Kritik Jokowi, Anggota BPK: Program Cetak Sawah Dulu Pernah Gagal
Reporter
Eko Wahyudi
Editor
Rahma Tri
Kamis, 30 April 2020 13:46 WIB
TEMPO.CO, Jakarta - Anggota Badan Pemeriksa Keuangan (BPK), Achsanul Qosasi mengkritik rencana Presiden Joko Widodo atau Jokowi yang akan mencetak 200 ribu hektare sawah baru. Sawah itu rencananya akan dibuat di lahan basah dan gambut di Kalimantan.
Menurut Achsanul, program cetak sawah seperti itu dulu sudah pernah dijalankan di masa lalu, namun gagal dalam pelaksanaannya. "Kita sudah banyak pengalaman tetang Cetak Sawah yang gagal, sebagaimana dilakukan BUMN Peduli, lewat dana PKBL (Program Kemitraan dan Bina Lingkungan)," kata dia melalui akun media sosial Twitter pribadinya, Rabu petang 30 April 2020.
Achsanul mencontohkan program cetak sawah di Kalimantan Barat. Menurut dia, program tersebut sudah gagal, karena tak direncanakan dengan baik dan adanya maladministrasi dalam prosedur pemilihan mitra.
Sebelum pemerintah meluncurkan program cetak sawah baru, Mantan Sekretaris Kementerian BUMN, Muhammad Said Didu meminta kepada BPK untuk melakukan audit. Menurutnya, proyek tersebut tak efektif. Hal ini terlihat dari target capaian dan fakta di lapangan pada pelaksanaannya selama pada tahun 2014-2019. Padahal, program itu menghabiskan dana triliunan rupiah, serta tak memberikan dampak bagi peningkatan pangan dalam negeri.
"Faktanya luas tanam dan produksi tidak meningkat sesuai dengan luasan proyek tersebut. Saya menyaksikan proyek cetak sawah baru banyak yang mangkrak di berbagai daerah," ucap Said Didu melalui akun media sosial Twitter, Rabu 29 April 2020.
Lembaga konservasi lingkungan Wahana Lingkungan Hidup (Walhi) Indonesiajuga ikut memprotes rencana Presiden Jokowi tersebut. Manajer Kampanye Pangan, Air, dan Ekosistem Esensial, Walhi, Wahyu Perdana meminta Jokowi tidak lagi mengulang kesalahan masa lalu.
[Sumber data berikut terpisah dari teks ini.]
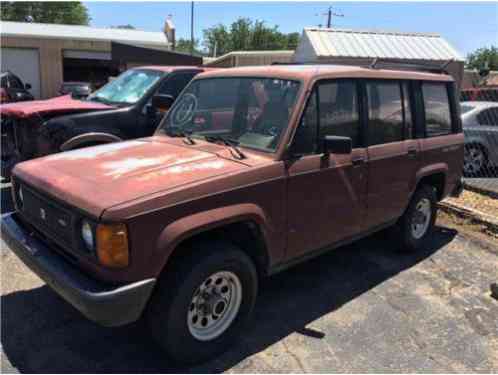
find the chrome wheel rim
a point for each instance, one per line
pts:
(214, 305)
(421, 218)
(473, 160)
"Berhenti gunakan pandemi sebagai alasan untuk mengeksploitasi," kata Wahyu dalam keterangan resmi di Jakarta, Rabu, 29 April 2020.
Ada tiga alasan Walhi memprotes rencana ini. Pertama, proyek sejenis sudah pernah dilakukan pemerintah sebelumnya yaitu pada masa Orde Baru dengan nama proyek “lahan gambut sejuta hektare”. Akibatnya, pada masa akhir proyek, APBN senilai Rp 1,6 triliun tersedot dan tak ada dampak signifikan pada ketersediaan pangan.